Alaric Hall: Útrásarvíkingar! (IMS Book Launch)

Join the IMS and Dr Alaric Hall for the second in a series of IMS book launches, on the subject of Hall's latest publication, 'Útrásarvíkingar!'

Over the next few weeks, the Institute for Medieval Studies is running a series of five Tuesday evening conversations on recent publications by IMS staff members. The events include a short conversation between the author and an interviewer about their research, followed by an opportunity for the audience to ask questions and enter discussion orally and in writing. We hope these will be fun occasions for everyone to keep in touch with the cutting edge of medieval studies at Leeds and beyond.

On Tuesday 9 June, join us for an exclusive interview with IMS Director Dr Alaric Hall, on the subject of his latest publication, Útrásarvíkingar! The Literature of the Icelandic Financial Crisis (2008–2014). The session will take place from 5:30-7:00pm on Blackboard Collaborate, and those who would like to participate can sign up for free at the following web address: https://www.eventbrite.co.uk/e/alaric-hall-the-literature-of-the-icelandic-financial-cri-tickets-107189328166

About the Publication:

As the global banking boom of the early twenty-first century expanded towards implosion, Icelandic media began calling the country’s celebrity financiers útrásarvíkingar: “raiding vikings.” This new coinage encapsulated the macho, medievalist nationalism which underwrote Iceland’s exponential financialisation. Yet within a few days in October 2008, Iceland saw all its main banks collapse beneath debts worth nearly ten times the country’s GDP.

Hall charts how Icelandic novelists and poets grappled with the Crash over the ensuing decade. As the first English-language monograph devoted to twenty-first-century Icelandic literature, it provides Anglophone readers with an introduction to one of the world’s liveliest literary scenes. It also contributes a key case study for understanding global artistic responses to the early twenty-first century crisis of runaway, unregulated capitalism, exploring the struggles of writers to adapt realist forms of art to surreal times.

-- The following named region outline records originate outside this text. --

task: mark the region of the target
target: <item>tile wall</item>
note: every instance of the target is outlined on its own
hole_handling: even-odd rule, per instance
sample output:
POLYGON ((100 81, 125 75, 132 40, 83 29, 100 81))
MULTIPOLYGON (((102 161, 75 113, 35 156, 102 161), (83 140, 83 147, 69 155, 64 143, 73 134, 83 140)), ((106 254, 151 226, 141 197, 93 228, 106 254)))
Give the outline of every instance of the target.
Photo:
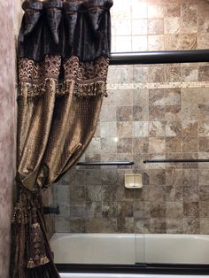
MULTIPOLYGON (((209 46, 206 1, 119 1, 112 51, 209 46)), ((56 232, 209 233, 209 165, 144 165, 209 158, 209 64, 111 66, 108 94, 81 160, 134 166, 75 167, 54 186, 56 232), (142 189, 124 188, 142 173, 142 189)))
POLYGON ((114 0, 112 52, 209 48, 206 0, 114 0))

Alaric Hall is Associate Professor in the School of English at the University of Leeds, and teaches Old and Modern Icelandic language and literature. He was born just before Margaret Thatcher's government entered office, started a BA in Anglo-Saxon, Norse, and Celtic just after Tony Blair's government entered office, and took up what his colleagues in Human Resources call an "ongoing contract" at Leeds as the UK experienced its first bank run since 1866. En route, he undertook postgraduate study at Glasgow and Helsinki, and a postdoc at the Helsinki Collegium for Advanced Studies.